12:48I negotiated my own contract.
12:50I'm getting paid my salary.
12:52It's different than everybody else.
12:53Quarterbacks usually way more.
12:55You go into a locker room now being one of the highest paid oddities
12:59in the locker room.
13:00Now you've got to come together, shed all of that,
13:03and come together in a way that gets tested viscerally.
13:07Like you can't speak it.
13:09It sounds like a startup.
13:10You have to live it.
13:11But yet, how can I draw those linemen who have to give their body to
13:17to protect me who are being paid a tenth of what I'm being paid
13:21to actually want to do it?
13:24That dynamic is super cool to think about in business
13:28because those are the lessons.
13:30If you can pull that off and create that kind of environment of,
13:34I tell you, the way you do it is accountability.
13:38The ball's in my hands.
13:39What's the truest truth?
13:41The ball's in my hands and now it's in,
13:43like if I throw an interception, it's in their hands.
13:45There's a lot of mitigation that happens on the field.
13:47There's so much that happens that you can find excuse in,
13:50but the truest truth is it's on me.
13:52And if you do that, you spread that out into the team
13:55and everybody kind of like, you know what?
13:56I'll keep following you.
13:57Well, Steve, I feel like there's so many topics we could cover,
14:00including investment, faith.
14:02We already talked a bit about football.
14:05We haven't yet talked about BYU's playoff chances yet,
14:08but I have one last question for you.

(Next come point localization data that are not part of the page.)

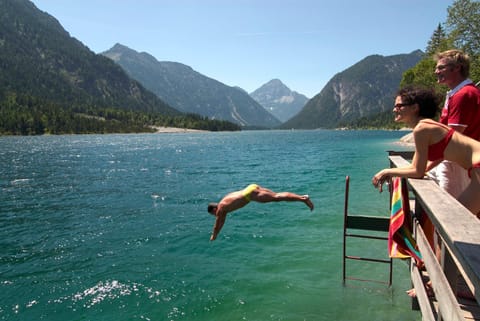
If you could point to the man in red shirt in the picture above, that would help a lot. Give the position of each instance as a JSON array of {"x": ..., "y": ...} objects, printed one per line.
[{"x": 461, "y": 112}]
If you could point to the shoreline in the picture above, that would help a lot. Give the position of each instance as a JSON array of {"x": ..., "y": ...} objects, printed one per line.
[{"x": 166, "y": 130}]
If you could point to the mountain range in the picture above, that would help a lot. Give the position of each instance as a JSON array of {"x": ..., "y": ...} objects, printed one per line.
[
  {"x": 365, "y": 89},
  {"x": 40, "y": 59},
  {"x": 189, "y": 91},
  {"x": 279, "y": 100}
]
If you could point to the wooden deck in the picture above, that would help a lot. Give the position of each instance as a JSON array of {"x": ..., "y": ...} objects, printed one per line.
[{"x": 459, "y": 232}]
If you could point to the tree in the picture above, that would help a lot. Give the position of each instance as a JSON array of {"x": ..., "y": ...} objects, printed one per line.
[{"x": 438, "y": 41}]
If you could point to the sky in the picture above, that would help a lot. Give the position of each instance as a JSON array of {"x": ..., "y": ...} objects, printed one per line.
[{"x": 247, "y": 43}]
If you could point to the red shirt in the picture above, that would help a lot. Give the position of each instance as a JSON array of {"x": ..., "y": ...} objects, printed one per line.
[{"x": 463, "y": 109}]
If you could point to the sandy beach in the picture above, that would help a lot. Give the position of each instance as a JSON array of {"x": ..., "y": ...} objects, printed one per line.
[{"x": 165, "y": 130}]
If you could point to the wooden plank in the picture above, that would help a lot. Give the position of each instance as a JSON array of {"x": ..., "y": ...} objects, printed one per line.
[
  {"x": 459, "y": 228},
  {"x": 369, "y": 223},
  {"x": 448, "y": 304}
]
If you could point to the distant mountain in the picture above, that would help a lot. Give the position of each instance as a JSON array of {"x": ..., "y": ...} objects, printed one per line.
[
  {"x": 40, "y": 59},
  {"x": 189, "y": 91},
  {"x": 364, "y": 89},
  {"x": 279, "y": 100}
]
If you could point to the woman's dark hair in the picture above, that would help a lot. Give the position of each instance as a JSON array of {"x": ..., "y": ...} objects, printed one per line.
[{"x": 426, "y": 99}]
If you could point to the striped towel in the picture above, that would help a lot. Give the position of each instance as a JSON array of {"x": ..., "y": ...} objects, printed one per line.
[{"x": 401, "y": 243}]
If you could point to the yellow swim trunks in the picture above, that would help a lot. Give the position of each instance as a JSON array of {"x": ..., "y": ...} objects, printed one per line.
[{"x": 248, "y": 190}]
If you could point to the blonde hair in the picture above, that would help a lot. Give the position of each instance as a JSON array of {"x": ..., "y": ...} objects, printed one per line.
[{"x": 456, "y": 57}]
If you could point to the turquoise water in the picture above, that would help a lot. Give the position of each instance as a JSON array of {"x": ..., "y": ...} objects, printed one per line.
[{"x": 115, "y": 227}]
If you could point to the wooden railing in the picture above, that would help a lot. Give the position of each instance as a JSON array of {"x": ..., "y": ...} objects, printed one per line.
[{"x": 459, "y": 232}]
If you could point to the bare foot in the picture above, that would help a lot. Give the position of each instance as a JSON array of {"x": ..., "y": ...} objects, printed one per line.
[{"x": 308, "y": 202}]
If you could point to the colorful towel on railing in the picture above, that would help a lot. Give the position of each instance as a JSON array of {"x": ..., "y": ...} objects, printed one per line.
[{"x": 401, "y": 243}]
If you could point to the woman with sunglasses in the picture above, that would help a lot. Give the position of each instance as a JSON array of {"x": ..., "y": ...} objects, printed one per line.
[{"x": 434, "y": 142}]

14:10Well, think about this.
14:11BYU's playoff chances being led by the only Jewish quarterback
14:15in the NCAA today.
14:16Who'd have thought?
14:17Seth, come on.
14:18Who'd have thought?
14:19You've got to love that.
14:20Who'd have thought?
14:21Well, with that, I have one last question.
14:23You have a book that I've read about love called Love.
14:27And I think in this moment that we're in as a country,
14:31we talk a lot about division.
14:33We talk about do we know our neighbors?
14:35Yet you've written thoughtfully about how your faith,
14:39about how your beliefs create a roadmap for us to love each other
14:43despite our differences.
14:45What is maybe one piece of advice that you have
14:48from that perspective that we can share in this moment
14:52for maybe people who are wondering where is the love?
14:54Yeah.
14:55Well, we're in a very transactional space right now.
14:59And transaction like the language..
15:01Think of entropy, the scientific environment we live in.
15:05The language of entropy is transaction.
15:07That's what we live in.
15:08It's rational.
15:09What's irrational is to think about could we find more abundance
15:13if we're able to see each other in a way that was selfless?
15:17That there's truly selfless love out there.
15:20And in that, it's not necessarily something that weakens your position.
15:27Ironically, it gives you the full measure of who you can be.
15:29And so the irony of selfless love in business
15:33and people are like, Steve, what are you talking about?
15:36I go back to my 49er experience.
15:38I go back to what I learned on the field,
15:40what I've seen in business, what I see in my marriage.
15:42When I see like anything comes up and he's like,
15:45if I was going to lay on top of or I was going to states of being,
15:50a situation or trouble,
15:52what language would I bring to an argument?
15:56If that language is long-suffering, gentle persuasion, meekness and love unfeigned,
16:00if I'm going to actually speak those words in this tough environment,
16:04tough situation, it's amazing what happens.
16:07So love is, I wrote the law, it's a law of love.
16:11It means that if there's a place of perpetuity in the universe,
16:15this is not it.
16:16But if there is, it's being governed by selfless love.